One step back from the brink
There are two key hurdles to getting a new Greek loan programme in place: Greek approval of the austerity measures to keep the deficit trajectory on track and agreement among the EU on the details of private sector involvement (PSI) in the new loan programme.
The last week has seen the Greek politics dip dramatically and recover somewhat, improving the chances of Greece crossing the first hurdle. Significant risks remain, however. We have also seen a virtual capitulation by Germany on PSI, with Angela Merkel now seeing a "Vienna Initiative" as a good foundation and a pledge to work out the details with the ECB. There remain challenges and details to work through, but by the end of the week a better sense of the hurdles being crossed was emerging.

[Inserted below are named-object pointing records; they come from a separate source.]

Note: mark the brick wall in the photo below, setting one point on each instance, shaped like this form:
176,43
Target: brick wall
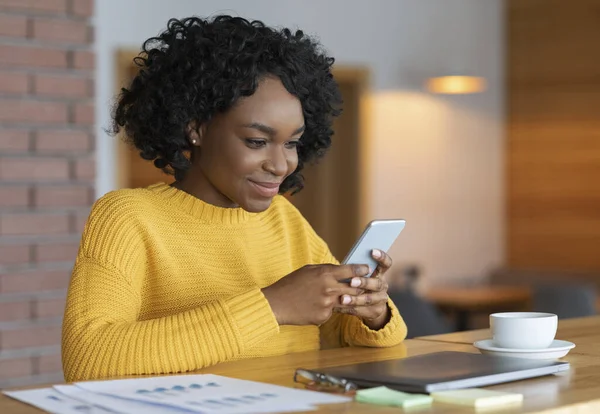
46,175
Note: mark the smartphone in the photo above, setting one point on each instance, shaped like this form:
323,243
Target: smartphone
379,234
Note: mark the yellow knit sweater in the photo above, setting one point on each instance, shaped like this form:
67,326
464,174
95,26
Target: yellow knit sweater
166,283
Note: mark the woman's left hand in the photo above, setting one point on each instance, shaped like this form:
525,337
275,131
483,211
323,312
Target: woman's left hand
370,301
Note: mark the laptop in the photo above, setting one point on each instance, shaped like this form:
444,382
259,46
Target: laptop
444,371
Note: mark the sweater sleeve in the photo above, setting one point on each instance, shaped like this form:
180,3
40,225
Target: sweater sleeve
342,330
104,337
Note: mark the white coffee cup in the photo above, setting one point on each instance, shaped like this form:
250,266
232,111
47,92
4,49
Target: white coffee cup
523,330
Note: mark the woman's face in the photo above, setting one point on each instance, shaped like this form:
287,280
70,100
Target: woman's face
241,156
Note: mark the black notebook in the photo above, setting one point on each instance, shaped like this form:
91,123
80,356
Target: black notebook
444,371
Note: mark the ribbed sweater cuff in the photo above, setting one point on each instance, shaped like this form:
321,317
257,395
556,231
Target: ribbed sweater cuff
391,334
253,317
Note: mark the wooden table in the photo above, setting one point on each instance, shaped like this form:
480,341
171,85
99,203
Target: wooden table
577,391
464,301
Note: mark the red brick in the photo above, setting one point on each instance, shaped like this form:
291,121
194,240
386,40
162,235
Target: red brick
62,141
13,26
14,196
49,308
17,111
83,114
33,223
13,83
30,337
56,252
15,311
85,169
61,86
14,140
14,254
83,8
49,6
48,364
60,30
15,368
34,281
82,59
62,196
80,221
34,169
32,57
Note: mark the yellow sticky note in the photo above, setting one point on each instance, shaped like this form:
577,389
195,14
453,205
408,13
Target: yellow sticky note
477,397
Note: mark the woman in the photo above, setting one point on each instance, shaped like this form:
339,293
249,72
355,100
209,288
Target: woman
218,266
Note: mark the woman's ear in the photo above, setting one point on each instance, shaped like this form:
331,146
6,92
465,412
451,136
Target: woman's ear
195,133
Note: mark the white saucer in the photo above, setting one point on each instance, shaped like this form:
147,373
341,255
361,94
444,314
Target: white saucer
557,349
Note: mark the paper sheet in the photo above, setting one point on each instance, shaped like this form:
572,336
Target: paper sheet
213,394
115,405
52,401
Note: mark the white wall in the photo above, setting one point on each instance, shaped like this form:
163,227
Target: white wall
437,161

The protagonists are grinding towards what we have been expecting: a new loan programme with a voluntary rollover agreement. Is this a lasting strategy? The voluntary roll-over does not reduce the burden of Greece's debt, but it buys time, both for Greece to show what it may be capable of but more importantly for the other peripherals to differentiate themselves with their own adjustments. Whether the strategy is durable depend on Greece's capacity to keep delivering austerity. There is a rising risk that it cannot. Another round of austerity is due by year-end in the 2012 Budget.
Eoin Treacy's view The Greek crisis continues to make headlines and investors remain anxious as
to the outcome and its potential ramifications for asset markets globally. In
an interview on Friday afternoon, I was asked if I believed Greece was similar
to Lehman Brothers and whether Germany was the equivalent to JP Morgan in this
crisis. Germany's dominant position as the economic powerhouse of Europe makes
it central to any funding mechanism aimed at supporting Greece. However this
crisis differs from the Lehman Brothers default in an important respect: everyone
is expecting a disaster.
In 2008,
one of the reasons so many asset markets crashed was because of the shock value
of the default. This time around, everyone has gotten used to the idea of a
potential default. Greece's problems with revenue raising, record keeping, political
and bureaucratic corruption, overly generous public services etc. are well understood.

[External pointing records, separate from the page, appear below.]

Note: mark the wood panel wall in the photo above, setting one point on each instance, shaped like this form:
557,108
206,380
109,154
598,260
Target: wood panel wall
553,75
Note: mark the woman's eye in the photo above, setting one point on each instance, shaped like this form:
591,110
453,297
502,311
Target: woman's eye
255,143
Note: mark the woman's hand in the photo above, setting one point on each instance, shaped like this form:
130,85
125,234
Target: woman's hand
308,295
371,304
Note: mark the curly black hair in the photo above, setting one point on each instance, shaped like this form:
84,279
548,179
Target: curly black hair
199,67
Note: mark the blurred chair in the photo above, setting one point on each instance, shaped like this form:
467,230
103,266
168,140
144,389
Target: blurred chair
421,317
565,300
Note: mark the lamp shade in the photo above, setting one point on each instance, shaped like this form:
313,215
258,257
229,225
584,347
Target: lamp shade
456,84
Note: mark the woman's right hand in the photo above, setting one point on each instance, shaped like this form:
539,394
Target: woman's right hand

The main uncertainty remains whether the Greeks accept the need for reform and
are willing do what is necessary to correct past abuses.
If we
expect a disaster it would be schizophrenic if we did not adjust our positions
to reflect such an event. Those who had concentrated exposure to Greek debt
have had ample opportunity to hedge. The surge in CDS
spreads reflects both demand for insurance against default and speculation on
how likely a default is. The European Commission has been playing for time in
an effort to allow European banks the chance to get their balance sheets in
order. The ECB remains likely to offer unlimited cash at the discount window
in the event of a default just as it did in 2008 and subsequently.
This
crisis will not be solved in the short term. Potential remains for the rise
of a populist party that makes refusal to accept harsh fiscal austerity a central
theme of its election platform. Some form of Greek restructuring is most likely
inevitable at this stage but an outright default and ejection from the Euro
remains an extreme view with no apparent support within the Eurozone.